Ahora el pez se estaba acercando, bello y tranquilo, a la mirada, y sin mover más que su gran cola. El viejo tiró de él todo lo que pudo para acercarlo más. Por un instante el pez se viró un poco sobre un costado. Luego se enderezó y emprendió otra vuelta.

—Lo moví —dijo el viejo—. Esta vez lo moví.

Sintió nuevamente un vahído, pero siguió aplicando toda la presión de que era capaz el gran pez. «Lo he movido —pensó—. Quizá esta vez pueda virarlo. Tirad, manos —pensó—. Aguantad firmes, piernas. No me falles, cabeza. No me falles. Nunca te has dejado llevar. Esta vez voy a virarlo».

Pero cuando puso en ello todo su esfuerzo empezando a bastante distancia antes de que el pez se pusiera a lo largo del bote, y tirando con todas sus fuerzas, el pez se viró en parte, y luego se enderezó, y se alejó nadando.

—Pez —dijo el viejo—. Pez, vas a tener que morir de todos modos. ¿Tienes que matarme también a mí?

«De ese modo no se consigue nada», pensó. Su boca estaba demasiado seca para hablar, pero ahora no podía alcanzar el agua. «Esta vez tengo que arrimarlo —pensó—. No estoy para muchas vueltas más. ¡Sí, como no! —se dijo a sí mismo—. Estás para eso y para mucho más».

En la siguiente vuelta estuvo a punto de vencerlo. Pero de nuevo el pez se enderezó y salió nadando lentamente.

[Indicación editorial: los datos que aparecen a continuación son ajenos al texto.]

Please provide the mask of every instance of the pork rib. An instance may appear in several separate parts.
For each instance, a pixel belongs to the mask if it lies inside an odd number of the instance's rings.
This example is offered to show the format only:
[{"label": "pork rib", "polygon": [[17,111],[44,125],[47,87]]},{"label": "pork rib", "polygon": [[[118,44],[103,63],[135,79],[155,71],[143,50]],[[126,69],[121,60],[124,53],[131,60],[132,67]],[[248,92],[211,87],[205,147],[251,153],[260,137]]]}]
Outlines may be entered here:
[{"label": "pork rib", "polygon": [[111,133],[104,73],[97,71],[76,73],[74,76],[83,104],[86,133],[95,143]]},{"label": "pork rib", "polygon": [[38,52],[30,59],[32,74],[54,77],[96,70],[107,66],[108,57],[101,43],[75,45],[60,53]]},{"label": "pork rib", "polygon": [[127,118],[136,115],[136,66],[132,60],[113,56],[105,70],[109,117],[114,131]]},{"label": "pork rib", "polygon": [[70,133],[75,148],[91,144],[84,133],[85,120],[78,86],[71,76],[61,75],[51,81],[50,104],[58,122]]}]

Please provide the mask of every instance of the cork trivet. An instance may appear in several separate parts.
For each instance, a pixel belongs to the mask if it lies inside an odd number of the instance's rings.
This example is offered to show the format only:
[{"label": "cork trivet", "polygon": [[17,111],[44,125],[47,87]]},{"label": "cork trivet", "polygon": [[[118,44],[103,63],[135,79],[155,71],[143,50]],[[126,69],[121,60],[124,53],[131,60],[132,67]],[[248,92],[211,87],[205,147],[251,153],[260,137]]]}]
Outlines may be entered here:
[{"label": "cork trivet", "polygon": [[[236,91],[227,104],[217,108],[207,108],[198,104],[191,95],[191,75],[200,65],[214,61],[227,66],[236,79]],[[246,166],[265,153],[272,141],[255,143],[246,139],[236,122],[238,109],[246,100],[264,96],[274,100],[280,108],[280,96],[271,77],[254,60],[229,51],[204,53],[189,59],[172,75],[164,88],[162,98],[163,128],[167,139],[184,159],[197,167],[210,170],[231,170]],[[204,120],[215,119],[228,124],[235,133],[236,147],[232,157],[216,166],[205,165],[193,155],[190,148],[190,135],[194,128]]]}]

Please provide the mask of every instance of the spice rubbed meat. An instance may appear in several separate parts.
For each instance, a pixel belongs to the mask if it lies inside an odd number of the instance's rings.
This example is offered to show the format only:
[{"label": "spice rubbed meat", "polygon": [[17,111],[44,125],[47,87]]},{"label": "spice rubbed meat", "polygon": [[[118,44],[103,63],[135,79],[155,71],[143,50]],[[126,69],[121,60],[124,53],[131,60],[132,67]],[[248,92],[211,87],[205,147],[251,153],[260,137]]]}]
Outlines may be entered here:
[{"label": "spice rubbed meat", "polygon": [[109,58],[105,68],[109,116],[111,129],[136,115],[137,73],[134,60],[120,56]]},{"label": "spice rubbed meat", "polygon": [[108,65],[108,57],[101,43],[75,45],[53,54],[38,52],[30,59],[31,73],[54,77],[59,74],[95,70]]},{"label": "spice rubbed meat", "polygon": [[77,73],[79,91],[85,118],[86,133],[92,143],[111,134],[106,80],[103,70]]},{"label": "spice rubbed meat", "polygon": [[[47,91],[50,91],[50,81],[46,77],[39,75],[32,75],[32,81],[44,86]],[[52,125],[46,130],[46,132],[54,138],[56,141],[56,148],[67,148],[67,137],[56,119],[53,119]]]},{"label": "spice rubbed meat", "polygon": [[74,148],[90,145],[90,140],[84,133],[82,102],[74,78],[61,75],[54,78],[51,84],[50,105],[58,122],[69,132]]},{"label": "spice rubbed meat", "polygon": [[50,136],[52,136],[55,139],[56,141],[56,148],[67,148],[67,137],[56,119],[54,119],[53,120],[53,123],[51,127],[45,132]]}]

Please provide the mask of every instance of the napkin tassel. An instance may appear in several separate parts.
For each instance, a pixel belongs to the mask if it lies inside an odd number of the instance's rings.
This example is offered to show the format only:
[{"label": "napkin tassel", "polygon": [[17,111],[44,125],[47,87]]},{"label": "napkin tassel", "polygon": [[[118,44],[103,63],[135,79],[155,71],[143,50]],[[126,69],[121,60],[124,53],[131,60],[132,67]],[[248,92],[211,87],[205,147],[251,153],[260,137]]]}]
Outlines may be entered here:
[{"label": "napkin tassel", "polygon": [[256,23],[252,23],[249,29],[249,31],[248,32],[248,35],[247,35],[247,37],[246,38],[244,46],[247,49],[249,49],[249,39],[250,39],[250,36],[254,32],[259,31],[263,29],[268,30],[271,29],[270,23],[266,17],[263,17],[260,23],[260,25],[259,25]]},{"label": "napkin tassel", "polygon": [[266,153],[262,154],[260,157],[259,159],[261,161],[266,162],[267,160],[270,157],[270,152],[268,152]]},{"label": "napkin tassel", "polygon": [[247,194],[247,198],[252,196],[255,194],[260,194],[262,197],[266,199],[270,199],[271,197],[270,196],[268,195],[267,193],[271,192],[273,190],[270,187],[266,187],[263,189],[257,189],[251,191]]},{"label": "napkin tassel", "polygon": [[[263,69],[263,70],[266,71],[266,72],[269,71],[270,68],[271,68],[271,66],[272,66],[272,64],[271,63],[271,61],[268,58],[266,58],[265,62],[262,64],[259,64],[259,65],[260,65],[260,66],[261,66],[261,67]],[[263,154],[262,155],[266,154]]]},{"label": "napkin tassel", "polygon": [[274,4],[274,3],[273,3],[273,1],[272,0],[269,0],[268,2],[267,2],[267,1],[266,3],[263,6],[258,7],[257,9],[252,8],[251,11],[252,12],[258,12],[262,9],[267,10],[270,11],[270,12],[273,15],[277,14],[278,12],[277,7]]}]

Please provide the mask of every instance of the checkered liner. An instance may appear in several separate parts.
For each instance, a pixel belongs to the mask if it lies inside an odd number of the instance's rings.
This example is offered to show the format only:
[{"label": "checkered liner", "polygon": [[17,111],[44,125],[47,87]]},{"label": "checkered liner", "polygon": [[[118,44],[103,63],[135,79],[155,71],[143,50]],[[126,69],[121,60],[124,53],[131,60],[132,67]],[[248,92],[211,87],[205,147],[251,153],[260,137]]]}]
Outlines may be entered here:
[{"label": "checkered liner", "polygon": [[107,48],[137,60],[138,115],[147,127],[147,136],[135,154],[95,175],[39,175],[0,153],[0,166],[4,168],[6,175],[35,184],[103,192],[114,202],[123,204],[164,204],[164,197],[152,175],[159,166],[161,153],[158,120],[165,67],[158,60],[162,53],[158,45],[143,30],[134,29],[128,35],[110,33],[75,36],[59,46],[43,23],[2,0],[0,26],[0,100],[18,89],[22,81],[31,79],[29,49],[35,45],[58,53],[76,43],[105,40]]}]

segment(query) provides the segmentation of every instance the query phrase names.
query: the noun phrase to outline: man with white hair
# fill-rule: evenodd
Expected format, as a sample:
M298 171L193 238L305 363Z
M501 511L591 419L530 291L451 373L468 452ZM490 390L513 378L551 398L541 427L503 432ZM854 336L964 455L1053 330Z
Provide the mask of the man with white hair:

«Me estás matando, pez —pensó el viejo—. Pero tienes derecho. Hermano, jamás en mi vida he visto cosa más grande, ni más hermosa, ni más tranquila, ni más noble que tú. Vamos, ven a matarme. No me importa quién mate a quién».

«Ahora se está confundiendo mi mente —pensó—. Tienes que mantener tu cabeza despejada. Mantén tu cabeza despejada y aprende a sufrir como un hombre. O como un pez», pensó.

—Despéjate, cabeza —dijo en voz que apenas podía oír—. ¡Despéjate!

Dos veces más ocurrió lo mismo en las vueltas.

«No sé —pensó el viejo. Cada vez se había sentido a punto de desfallecer—. No sé. Pero probaré otra vez».

Probó una vez más y se sintió desfallecer cuando viró al pez. El pez se enderezó y salió nadando de nuevo lentamente, meneando en el aire su gran cola.

«Probaré de nuevo», prometió el viejo, aunque sus manos estaban ahora pulposas, y sólo podía ver bien a intervalos.

Probó de nuevo y fue lo mismo. «Vaya —pensó, y se sintió desfallecer antes de empezar—. Voy a probar otra vez».

Cogió todo su dolor y lo que quedaba de su fuerza y del orgullo que había perdido hacía mucho tiempo y lo enfrentó a la agonía del pez. Y éste se viró sobre su costado y nadó suavemente así, de costado, tocando casi con el pico la tablazón del bote y empezó a pasarlo: largo, espeso, ancho, plateado y listado de púrpura e interminable en el agua.

El viejo soltó el sedal y puso su pie sobre él, y levantó el arpón tan alto como pudo y lo lanzó hacia abajo con toda su fuerza, y más fuerza que acababa de crear, al costado del pez, justamente detrás de la gran aleta pectoral que se elevaba en el aire, a la altura del pecho de un hombre. Sintió que el hierro penetraba en el pez y se inclinó sobre él y lo forzó a penetrar más, y luego le echó encima todo su peso.

Luego, el pez cobró vida, con la muerte en la entraña, y se levantó del agua, mostrando toda su gran longitud y anchura y todo su poder y su belleza. Pareció flotar en el aire sobre el viejo que estaba en el bote. Luego cayó en el agua con un estampido que arrojó un reguero de agua sobre el viejo y sobre todo el bote.

El viejo se sentía desfallecer y estaba mareado y no veía bien. Pero soltó el sedal del arpón y lo dejó correr lentamente entre sus manos en carne viva, y cuando pudo ver, vio que el pez estaba de espalda, con su plateado vientre hacia arriba. El mango del arpón se proyectaba en ángulo desde el hombro del pez y el mar se estaba tiñendo de la sangre roja de su corazón. Primero era oscura como un bajío en el agua azul que tenía más de una milla de profundidad. Luego se distendió como una nube. El pez era plateado y estaba quieto y flotaba movido por las olas.